Les conflits successifs ne donnent-ils pas l’impression qu’il va falloir crever régulièrement des abcès terroristes ? 

C’est tout à fait possible. Mais les occidentaux ne sont pas clairs dans ces affaires. Nous luttons contre des groupes islamistes au Mali que l’on soutient en Syrie. Ce n’est pas une politique lisible. C’est pour cela que je suis en revanche opposé à une intervention en Syrie, cela fait longtemps que les démocrates sont passés à la trappe au profit d’islamistes soutenus par le Qatar et l’Arabie Saoudite.  

Quels sont les liens entretenus par le Qatar et l’Arabie Saoudite avec ces groupes islamistes locaux ?  

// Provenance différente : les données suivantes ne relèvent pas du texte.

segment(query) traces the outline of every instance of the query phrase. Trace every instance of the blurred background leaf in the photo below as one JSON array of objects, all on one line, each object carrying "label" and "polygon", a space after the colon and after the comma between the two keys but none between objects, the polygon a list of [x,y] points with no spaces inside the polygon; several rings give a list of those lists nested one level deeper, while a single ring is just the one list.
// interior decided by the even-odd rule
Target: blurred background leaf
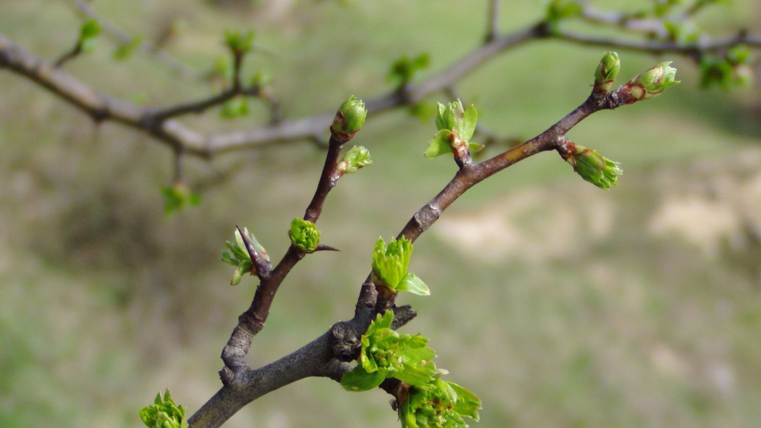
[{"label": "blurred background leaf", "polygon": [[[596,5],[636,11],[651,2]],[[482,40],[486,2],[93,6],[201,72],[224,55],[225,28],[255,30],[257,46],[274,54],[249,59],[244,81],[273,76],[273,92],[295,118],[391,89],[387,74],[403,55],[428,53],[416,78],[433,75]],[[757,2],[710,11],[701,27],[761,32]],[[47,59],[68,49],[81,25],[65,2],[5,2],[0,14],[0,31]],[[540,2],[505,2],[501,29],[544,14]],[[184,30],[167,30],[177,23]],[[587,96],[603,50],[532,43],[457,89],[477,105],[479,125],[530,138]],[[410,269],[431,295],[404,296],[420,311],[406,330],[431,337],[448,380],[482,399],[472,426],[735,428],[761,420],[761,96],[701,91],[701,71],[682,58],[619,53],[622,81],[665,60],[683,81],[569,134],[622,162],[620,186],[602,192],[543,154],[474,187],[416,243]],[[112,55],[95,50],[67,70],[116,97],[145,94],[147,105],[218,90],[145,55],[123,62]],[[323,152],[304,142],[186,159],[191,184],[236,172],[205,190],[200,206],[167,219],[158,190],[171,182],[173,155],[164,146],[94,126],[33,84],[0,76],[0,426],[136,426],[138,409],[165,388],[192,414],[220,386],[220,350],[255,286],[227,286],[221,243],[245,224],[273,257],[282,254]],[[242,118],[182,120],[206,132],[266,123],[266,107],[249,104]],[[395,235],[456,170],[422,155],[434,131],[432,120],[401,110],[365,125],[352,142],[372,152],[373,168],[342,180],[319,225],[344,251],[310,256],[291,274],[249,353],[252,365],[352,316],[375,240]],[[393,426],[388,398],[307,379],[226,426]]]}]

Nous n’avons pas de preuves d’un soutien financier du Qatar à ces différents groupes et vous n’en trouverez pas mais tout le monde en est à peu près convaincu. C’est d’ailleurs tout ce qu’il peut apporter et le Qatar est en concurrence directe avec l’Arabie Saoudite dans ce soutien aux groupes islamistes. C’est à qui donnera le plus d'argent. L’émir du Qatar est arrivé à Gaza  avec 400 millions de dollars dans les poches, l’Arabie Saoudite avait apporté 40. Tout le monde est très suiviste dans ces affaires. Nous nous indignons de l’absence de démocratie en Tunisie ou ailleurs, mais rien sur l’Arabie Saoudite ou sur le Qatar. Le problème est d’abord chez nous, nous nous engageons dans des conflits contre des groupes islamistes en partie financés par des pays que nous traitons comme des alliés …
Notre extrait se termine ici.